You seem to write from the subconscious first and then make sense of it later.

I do plenty of thinking, but more when I’m reading and walking around in the world and seeing movies and looking at art and having conversations with people and teaching. When I’m writing, I’m using my mind, but I’m stuck in language, and when I’m stuck in language it’s like I’m painting and I have paint on my hands; language is messy and I’m in it and I can’t stop and go to the sink and wash my hands in between every brushstroke. I’m trying to write my way out of confusion and passionate tornado sensations. So there’s thinking, but there’s more fantasising. There’s a lot of fantasising. There’s a hypnagogic state where you’re half asleep, you’re letting yourself slightly fall asleep to have dreams. Writing this novel, I wrote a lot of it at night. I wrote it in cafes, and when I was traveling. I wrote it while listening to music. I wrote it before I went to bed, after I’d had some wine. I wrote it at times when I’m not usually writing.
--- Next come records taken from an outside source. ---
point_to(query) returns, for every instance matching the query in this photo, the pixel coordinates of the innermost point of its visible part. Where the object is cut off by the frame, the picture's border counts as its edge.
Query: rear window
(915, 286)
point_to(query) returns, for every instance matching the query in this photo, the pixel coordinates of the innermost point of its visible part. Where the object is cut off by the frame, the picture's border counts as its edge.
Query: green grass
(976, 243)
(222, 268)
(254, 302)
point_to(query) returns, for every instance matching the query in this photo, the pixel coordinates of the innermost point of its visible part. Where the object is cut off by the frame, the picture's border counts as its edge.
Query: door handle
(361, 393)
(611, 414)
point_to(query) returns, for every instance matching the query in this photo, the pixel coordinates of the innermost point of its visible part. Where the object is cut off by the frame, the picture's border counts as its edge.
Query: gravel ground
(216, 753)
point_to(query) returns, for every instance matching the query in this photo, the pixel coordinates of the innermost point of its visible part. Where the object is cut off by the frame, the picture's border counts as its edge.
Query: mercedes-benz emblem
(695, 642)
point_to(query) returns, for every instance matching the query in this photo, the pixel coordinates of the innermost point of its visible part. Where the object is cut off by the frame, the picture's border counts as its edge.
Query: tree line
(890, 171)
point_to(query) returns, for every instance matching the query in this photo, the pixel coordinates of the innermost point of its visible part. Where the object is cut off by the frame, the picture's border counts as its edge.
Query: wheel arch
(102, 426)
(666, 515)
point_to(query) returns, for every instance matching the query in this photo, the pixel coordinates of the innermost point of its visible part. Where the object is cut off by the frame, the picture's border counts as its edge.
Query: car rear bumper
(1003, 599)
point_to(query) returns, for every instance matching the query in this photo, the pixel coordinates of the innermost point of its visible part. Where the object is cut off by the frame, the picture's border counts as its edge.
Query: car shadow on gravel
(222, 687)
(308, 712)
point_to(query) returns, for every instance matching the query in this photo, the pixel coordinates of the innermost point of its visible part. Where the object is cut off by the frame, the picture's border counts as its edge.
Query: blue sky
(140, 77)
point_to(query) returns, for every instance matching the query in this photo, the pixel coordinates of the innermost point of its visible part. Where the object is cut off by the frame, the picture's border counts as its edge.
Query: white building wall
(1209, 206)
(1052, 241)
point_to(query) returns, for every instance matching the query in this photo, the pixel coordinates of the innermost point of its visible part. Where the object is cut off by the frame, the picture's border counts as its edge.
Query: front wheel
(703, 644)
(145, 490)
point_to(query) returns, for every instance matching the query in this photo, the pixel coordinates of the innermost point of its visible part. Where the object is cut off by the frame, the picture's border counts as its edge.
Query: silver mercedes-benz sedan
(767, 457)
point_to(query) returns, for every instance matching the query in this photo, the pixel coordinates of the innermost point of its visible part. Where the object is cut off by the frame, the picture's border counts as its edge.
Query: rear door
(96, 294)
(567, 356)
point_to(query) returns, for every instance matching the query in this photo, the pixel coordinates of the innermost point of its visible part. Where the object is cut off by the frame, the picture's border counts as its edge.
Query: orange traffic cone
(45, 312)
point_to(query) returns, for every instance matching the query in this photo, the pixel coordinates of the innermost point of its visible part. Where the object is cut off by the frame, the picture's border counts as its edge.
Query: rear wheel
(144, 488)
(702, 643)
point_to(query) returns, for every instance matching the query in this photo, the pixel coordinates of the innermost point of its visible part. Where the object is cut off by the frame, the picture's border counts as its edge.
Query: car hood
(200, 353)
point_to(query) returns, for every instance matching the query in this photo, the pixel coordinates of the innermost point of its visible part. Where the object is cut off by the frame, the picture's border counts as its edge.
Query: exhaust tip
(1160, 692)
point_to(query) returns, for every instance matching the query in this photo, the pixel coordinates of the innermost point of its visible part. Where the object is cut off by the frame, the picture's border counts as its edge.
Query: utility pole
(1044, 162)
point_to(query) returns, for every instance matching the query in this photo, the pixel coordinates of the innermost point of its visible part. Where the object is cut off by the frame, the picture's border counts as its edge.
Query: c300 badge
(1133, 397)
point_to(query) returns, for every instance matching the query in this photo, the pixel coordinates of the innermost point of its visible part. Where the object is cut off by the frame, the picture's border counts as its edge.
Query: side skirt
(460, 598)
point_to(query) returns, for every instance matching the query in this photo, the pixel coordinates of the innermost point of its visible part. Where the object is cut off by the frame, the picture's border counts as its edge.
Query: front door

Is there anything you won’t write about? 

I don’t write about my relationship with my boyfriend very much. I’ve certainly written about my parents a lot in stuff I’ve published, but not my siblings. I don’t write about teaching or my students. Maybe I don’t write about a lot of things I think about, my social thinking or political thinking, except indirectly.

What does it feel like to see your book back in print? 

I feel truly reborn. It’s funny, I’m going to be doing an event later this month at Housing Works with the superstar opera tenor Anthony Roth Costanzo, so I feel like, in a way, I’m literalizing Theo’s dream, because Anthony is a real opera star. I’m a writer, he’s a star. We’re going to have a conversation, I think about the myths and perils and psychotrauma of being a classical musician.